The two countries will discuss the civil war in Syria, where they both back President Bashar al-Assad, the fight against Islamist terrorism, and cooperation on gas and oil projects, according to Kremlin foreign policy official Yuri Ushakov. Putin is being accompanied on his trip by Gazprom PJSC Chief Executive Officer Alexey Miller and Rosneft OJSC head Igor Sechin, Ushakov said.
The Russian leader’s visit is meant to help his country capitalize on the new freedom to operate in Iran that is to ensue from the July nuclear accord. Russia’s military intervention in Syria almost two months ago has drawn the countries strategically closer.

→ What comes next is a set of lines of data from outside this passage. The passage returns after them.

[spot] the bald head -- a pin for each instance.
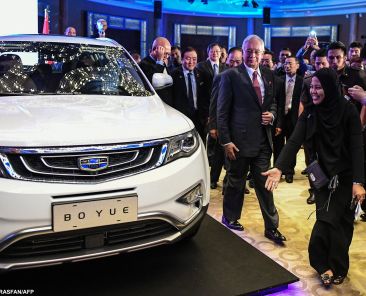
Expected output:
(161, 49)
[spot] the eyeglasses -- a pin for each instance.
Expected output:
(251, 51)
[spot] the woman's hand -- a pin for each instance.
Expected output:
(273, 178)
(358, 192)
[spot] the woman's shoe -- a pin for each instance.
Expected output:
(337, 280)
(327, 279)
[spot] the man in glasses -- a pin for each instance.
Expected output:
(157, 62)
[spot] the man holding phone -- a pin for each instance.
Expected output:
(310, 45)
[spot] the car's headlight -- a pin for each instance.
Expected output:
(182, 145)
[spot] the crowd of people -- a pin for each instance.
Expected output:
(249, 109)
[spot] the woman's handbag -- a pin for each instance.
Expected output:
(316, 175)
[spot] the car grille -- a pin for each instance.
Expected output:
(67, 165)
(122, 235)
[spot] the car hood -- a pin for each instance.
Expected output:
(58, 120)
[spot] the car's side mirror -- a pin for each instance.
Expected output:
(161, 80)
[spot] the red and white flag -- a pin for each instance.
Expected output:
(46, 22)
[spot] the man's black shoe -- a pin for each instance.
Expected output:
(311, 199)
(232, 224)
(275, 235)
(289, 178)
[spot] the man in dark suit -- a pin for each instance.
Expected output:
(293, 85)
(246, 109)
(267, 61)
(157, 62)
(190, 91)
(212, 66)
(215, 150)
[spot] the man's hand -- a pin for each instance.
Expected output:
(159, 53)
(358, 192)
(267, 118)
(230, 150)
(358, 94)
(213, 133)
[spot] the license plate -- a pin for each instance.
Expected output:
(87, 214)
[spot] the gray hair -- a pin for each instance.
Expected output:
(251, 37)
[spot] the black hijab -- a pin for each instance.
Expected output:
(328, 132)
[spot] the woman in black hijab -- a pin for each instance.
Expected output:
(331, 125)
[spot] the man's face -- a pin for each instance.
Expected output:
(354, 52)
(336, 59)
(291, 66)
(321, 62)
(234, 59)
(316, 91)
(175, 56)
(102, 25)
(267, 61)
(214, 53)
(283, 55)
(253, 53)
(190, 60)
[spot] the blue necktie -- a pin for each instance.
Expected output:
(216, 70)
(190, 93)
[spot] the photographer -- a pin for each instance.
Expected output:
(310, 45)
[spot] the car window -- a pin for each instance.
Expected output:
(57, 68)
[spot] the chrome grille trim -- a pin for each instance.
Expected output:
(81, 149)
(44, 161)
(99, 174)
(147, 157)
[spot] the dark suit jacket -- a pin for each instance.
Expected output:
(293, 114)
(150, 67)
(181, 102)
(280, 101)
(207, 69)
(239, 114)
(213, 102)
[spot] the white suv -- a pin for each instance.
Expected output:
(92, 162)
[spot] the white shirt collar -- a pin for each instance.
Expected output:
(185, 71)
(251, 71)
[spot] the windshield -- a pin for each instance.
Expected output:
(62, 68)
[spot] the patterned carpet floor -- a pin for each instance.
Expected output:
(290, 200)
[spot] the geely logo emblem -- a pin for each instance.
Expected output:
(93, 164)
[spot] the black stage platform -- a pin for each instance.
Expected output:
(215, 262)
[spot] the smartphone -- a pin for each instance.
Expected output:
(312, 34)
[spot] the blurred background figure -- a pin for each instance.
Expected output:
(70, 31)
(175, 59)
(102, 27)
(136, 57)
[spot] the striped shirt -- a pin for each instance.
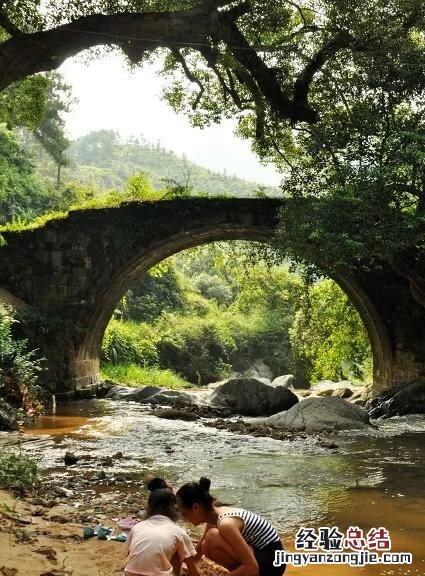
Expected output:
(257, 531)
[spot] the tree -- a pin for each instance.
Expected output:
(358, 176)
(51, 131)
(259, 57)
(22, 196)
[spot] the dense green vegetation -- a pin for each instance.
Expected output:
(102, 160)
(19, 369)
(210, 311)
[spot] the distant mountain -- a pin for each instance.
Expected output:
(103, 159)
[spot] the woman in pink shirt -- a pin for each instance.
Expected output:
(157, 546)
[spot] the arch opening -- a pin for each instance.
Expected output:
(141, 263)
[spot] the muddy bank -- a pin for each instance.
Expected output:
(42, 538)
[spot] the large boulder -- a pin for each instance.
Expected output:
(321, 414)
(287, 381)
(252, 397)
(407, 400)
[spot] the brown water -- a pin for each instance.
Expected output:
(370, 481)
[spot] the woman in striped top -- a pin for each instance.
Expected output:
(241, 541)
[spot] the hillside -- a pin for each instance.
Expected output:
(103, 159)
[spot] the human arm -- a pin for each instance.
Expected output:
(191, 566)
(198, 547)
(230, 532)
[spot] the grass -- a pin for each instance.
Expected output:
(18, 472)
(138, 376)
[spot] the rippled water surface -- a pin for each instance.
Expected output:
(370, 481)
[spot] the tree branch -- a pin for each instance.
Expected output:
(265, 77)
(190, 76)
(6, 24)
(27, 54)
(302, 84)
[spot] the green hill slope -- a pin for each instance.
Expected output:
(103, 159)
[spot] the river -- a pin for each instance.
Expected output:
(374, 480)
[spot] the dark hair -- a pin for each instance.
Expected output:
(162, 499)
(196, 493)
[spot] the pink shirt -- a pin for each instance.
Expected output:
(151, 545)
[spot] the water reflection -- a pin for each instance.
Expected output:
(377, 480)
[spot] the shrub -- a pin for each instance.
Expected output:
(197, 348)
(19, 367)
(128, 342)
(134, 375)
(18, 472)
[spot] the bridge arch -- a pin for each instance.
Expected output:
(140, 264)
(72, 272)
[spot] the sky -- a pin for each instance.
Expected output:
(110, 96)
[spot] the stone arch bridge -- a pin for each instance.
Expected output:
(68, 276)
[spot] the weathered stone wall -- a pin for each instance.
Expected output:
(69, 275)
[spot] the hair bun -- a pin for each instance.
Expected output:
(156, 483)
(204, 484)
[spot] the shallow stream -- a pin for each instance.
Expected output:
(369, 481)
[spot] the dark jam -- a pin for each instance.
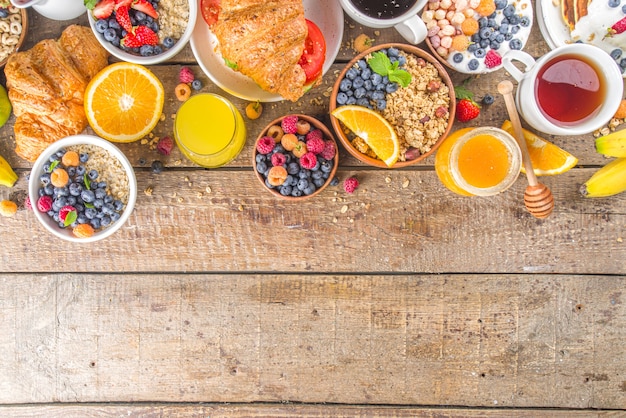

Russia sees as much as $4 billion in contracts in Iran over three years and as much as $20 billion over the next decade, Deputy Prime Minister Dmitry Rogozin told Bloomberg ahead of the trip to Tehran. Representatives from several Russian companies have held talks in Iran in the runup to Putin’s visit and negotiations are ongoing, Ambassador to Russia Mehdi Sanaei told Etemad.
Russia, which has built Iran’s only functioning nuclear reactor in the southern city of Bushehr, signed an agreement with Iran last year to erect as many as eight more. The two countries are backing Assad in a war that has killed more than a quarter of a million people and allowed jihadist groups including Islamic State to spread their influence. Iran backs Lebanon’s Hezbollah fighters who are battling alongside Assad’s troops.